那九條將她死死禁錮、如同血色鋼樁般的恐怖狐尾,也如同蜘蛛的步足,一條接著一條,從她身周的地面中拔出,帶起碎石和塵土,緩緩向後退。
光線驟然明亮起來。
薛風禾猛地從地上坐起。
她看到,胡至已然恢復了那副明霞般俊美的人形姿態,暗紅浴袍鬆垮地披在身上,隨意地站在不遠處破碎的玉磚上,目光淡淡的,看向自己的徒弟,塗山縝。
白狐青年正將排簫從唇邊移開,淺藍廣袖垂下,將那骨制的排簫半掩。
“阿縝,”胡至聲線懶洋洋的,聽不出情緒,“越長大越調皮了,連為師‘授課’的興致,都能打斷。

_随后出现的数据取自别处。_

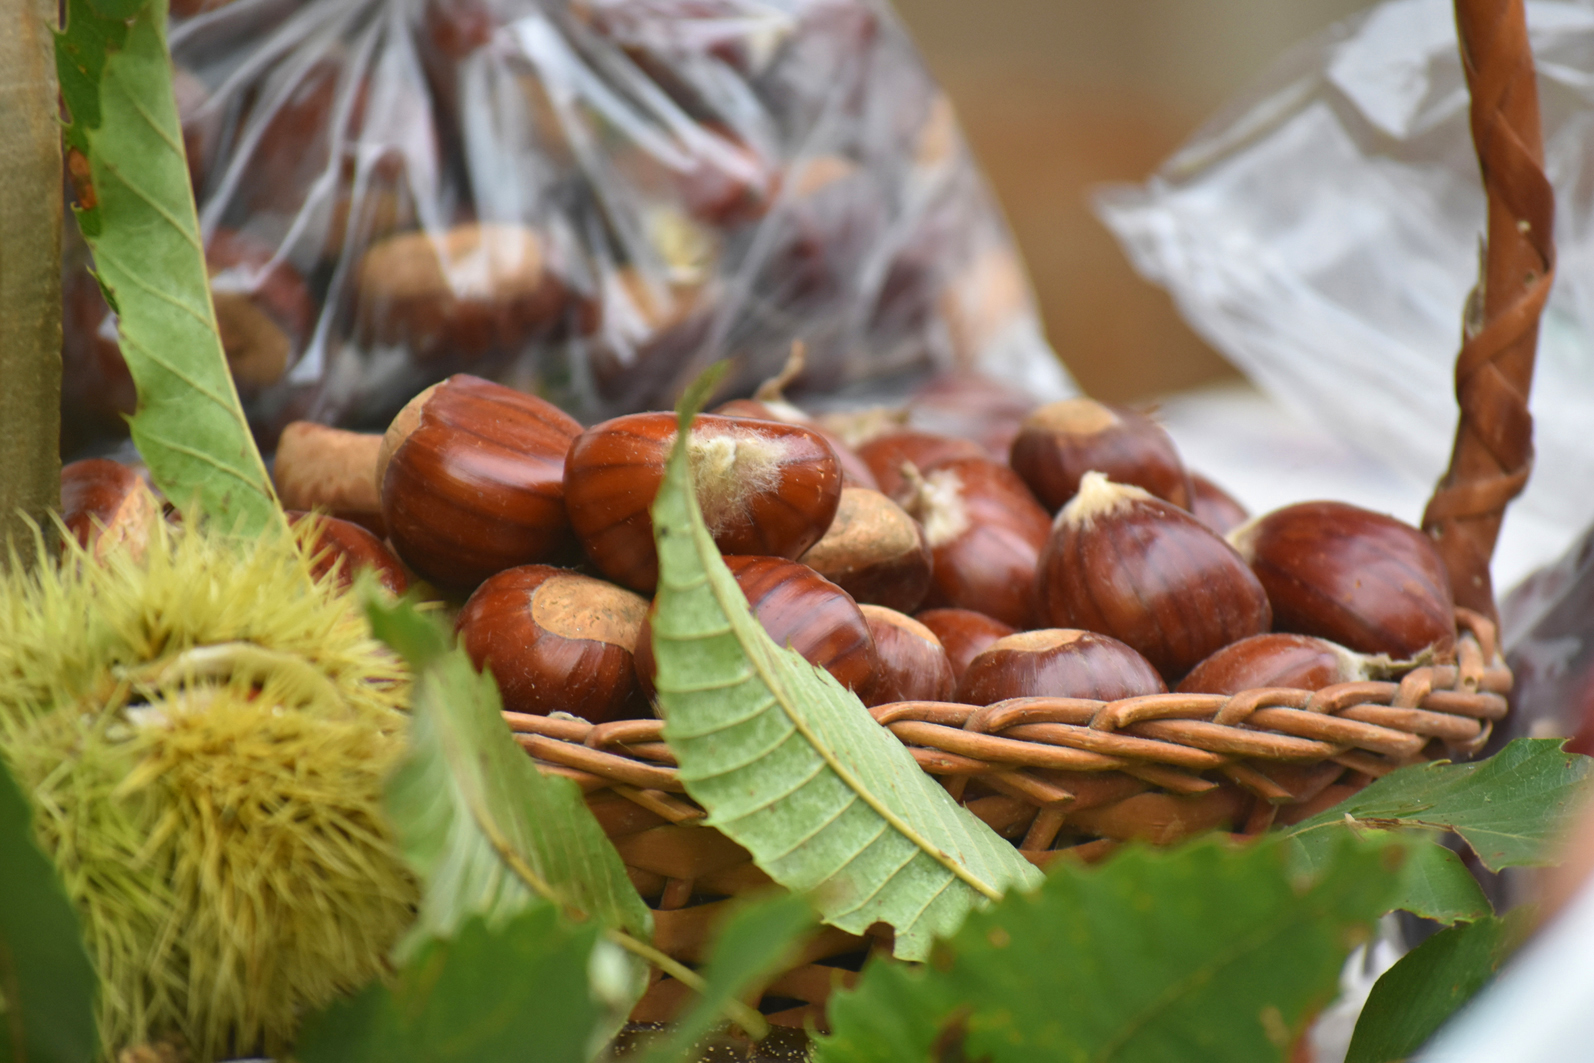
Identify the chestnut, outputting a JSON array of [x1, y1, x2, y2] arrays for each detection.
[[60, 458, 161, 558], [860, 604, 955, 706], [1230, 501, 1456, 661], [713, 387, 878, 491], [797, 487, 933, 614], [1008, 398, 1192, 513], [1035, 472, 1271, 681], [955, 629, 1166, 706], [914, 608, 1016, 681], [273, 422, 385, 538], [634, 555, 879, 700], [856, 430, 986, 504], [378, 374, 583, 591], [1188, 473, 1248, 536], [1176, 633, 1375, 696], [905, 370, 1037, 460], [456, 565, 650, 723], [899, 457, 1051, 630], [563, 412, 842, 593], [288, 511, 408, 595], [206, 229, 316, 393]]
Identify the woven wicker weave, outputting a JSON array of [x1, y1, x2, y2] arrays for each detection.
[[510, 0, 1552, 1032]]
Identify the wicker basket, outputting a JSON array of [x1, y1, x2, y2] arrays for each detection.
[[509, 0, 1556, 1033]]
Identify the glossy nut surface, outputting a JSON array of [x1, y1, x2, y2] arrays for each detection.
[[1230, 501, 1456, 660], [1009, 398, 1191, 512], [288, 511, 408, 595], [798, 487, 932, 613], [457, 565, 649, 723], [856, 430, 987, 503], [1036, 473, 1271, 681], [715, 397, 879, 489], [1188, 473, 1248, 536], [378, 374, 583, 591], [634, 555, 878, 698], [901, 457, 1051, 630], [564, 412, 842, 593], [1176, 633, 1368, 695], [60, 458, 161, 556], [956, 629, 1166, 705], [860, 604, 956, 706], [914, 608, 1016, 681]]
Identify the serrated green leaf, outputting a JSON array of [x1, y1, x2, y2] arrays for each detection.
[[0, 756, 98, 1063], [1345, 914, 1514, 1063], [366, 593, 652, 957], [1286, 739, 1592, 873], [817, 834, 1407, 1063], [54, 0, 283, 537], [294, 907, 606, 1063], [649, 370, 1043, 962]]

”
塗山縝聲線清冷,一本正經地道:“一口吃不成個胖子,上了這麼久的課,不管是師傅還是弟子都需要時間休息。更何況,就算是好意,對方要是不喜歡,好意也變成了惡意。不就白白浪費了時間和情緒。”
胡至聞言,青金色的豎瞳裡掠過一絲戲謔,悠悠然笑道:“嘰裡咕嚕的一大堆,道理都讓你佔全了。我給她上堂課你都著急打斷,這要是日後我收了她來給你當師妹,你豈不是要急得上房揭瓦,跟我鬧翻天?”
塗山縝果然愣住,一向沒什麼表情的臉上,眼瞳微微睜大。
“師妹?!” 令狐玄眼睛唰地亮了,五條黑狐尾歡快搖了一下,聲音裡帶著毫不掩飾的興奮,“真的嗎師傅?我們要有小師妹了?”

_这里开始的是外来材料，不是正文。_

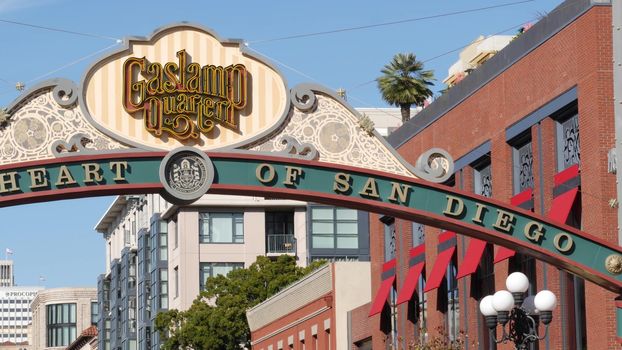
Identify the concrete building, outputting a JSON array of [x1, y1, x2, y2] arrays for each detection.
[[442, 35, 513, 87], [247, 262, 371, 350], [30, 288, 97, 350], [94, 193, 370, 349], [0, 261, 14, 288], [0, 287, 41, 348], [362, 0, 619, 349]]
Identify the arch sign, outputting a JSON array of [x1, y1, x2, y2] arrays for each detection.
[[1, 24, 622, 293]]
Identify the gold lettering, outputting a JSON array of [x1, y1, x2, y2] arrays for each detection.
[[333, 173, 351, 194], [359, 178, 380, 198], [82, 163, 103, 184], [388, 182, 411, 204], [472, 203, 488, 225], [283, 166, 303, 186], [256, 164, 275, 184], [493, 209, 515, 233], [55, 166, 77, 187], [553, 233, 574, 253], [122, 57, 146, 113], [0, 172, 20, 193], [524, 221, 545, 243], [443, 195, 465, 218], [27, 168, 48, 189], [110, 162, 128, 182]]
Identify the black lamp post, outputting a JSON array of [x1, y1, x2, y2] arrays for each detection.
[[479, 272, 557, 350]]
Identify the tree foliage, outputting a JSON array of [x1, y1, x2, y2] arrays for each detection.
[[377, 53, 435, 122], [155, 255, 325, 350]]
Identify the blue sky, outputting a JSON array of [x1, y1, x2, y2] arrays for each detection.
[[0, 0, 562, 288]]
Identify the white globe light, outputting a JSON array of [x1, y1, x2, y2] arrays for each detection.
[[492, 290, 514, 312], [479, 295, 497, 316], [506, 272, 529, 293], [534, 290, 557, 311], [522, 295, 537, 314]]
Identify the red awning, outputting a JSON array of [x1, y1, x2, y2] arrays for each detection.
[[554, 164, 579, 186], [456, 239, 487, 279], [494, 190, 534, 264], [548, 187, 579, 224], [396, 244, 425, 305], [494, 246, 516, 264], [424, 232, 456, 292], [369, 259, 396, 316]]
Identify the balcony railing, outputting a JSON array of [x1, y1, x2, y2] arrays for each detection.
[[266, 234, 296, 254]]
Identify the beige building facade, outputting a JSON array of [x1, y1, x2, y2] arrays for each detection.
[[30, 288, 97, 350]]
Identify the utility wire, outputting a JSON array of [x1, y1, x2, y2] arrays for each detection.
[[348, 18, 534, 91], [0, 18, 121, 42], [0, 42, 120, 98], [26, 42, 120, 84], [248, 0, 535, 45]]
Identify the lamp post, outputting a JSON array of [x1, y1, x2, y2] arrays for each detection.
[[479, 272, 557, 350]]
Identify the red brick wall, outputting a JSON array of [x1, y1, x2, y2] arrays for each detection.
[[369, 5, 616, 349], [251, 295, 334, 350], [349, 302, 372, 349]]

薛風禾從地上站起來,驚疑地看著這三個狐妖,防備地道:“請不要自說自話好嗎?這裡零個人想加入你們。”
胡至慵懶地伸手將自己額前的長髮往後一梳,露出光潔的額頭,他嘴角噙著笑,眼神卻有些疏淡:“不想加入,你還留在這兒做什麼?等我請你吃宵夜麼?”
薛風禾詫異地挑了下眉,幾乎懷疑自己聽錯了:“你……讓我走?”
胡至已經梳好了漆黑如瀑的長髮,轉身,踏著悠閒的步子往庭院深處走去,只留下一個披著暗紅浴袍的慵懶背影和一句拖長了調子的話:
“都說了,現在是休假時間——我這兒,不提倡加班。”
見他真就這麼走遠了,沒再回頭,薛風禾心頭一鬆。她一秒都不想多待,毫不猶豫地轉身,朝著記憶中來時的破損牆口方向疾步走去。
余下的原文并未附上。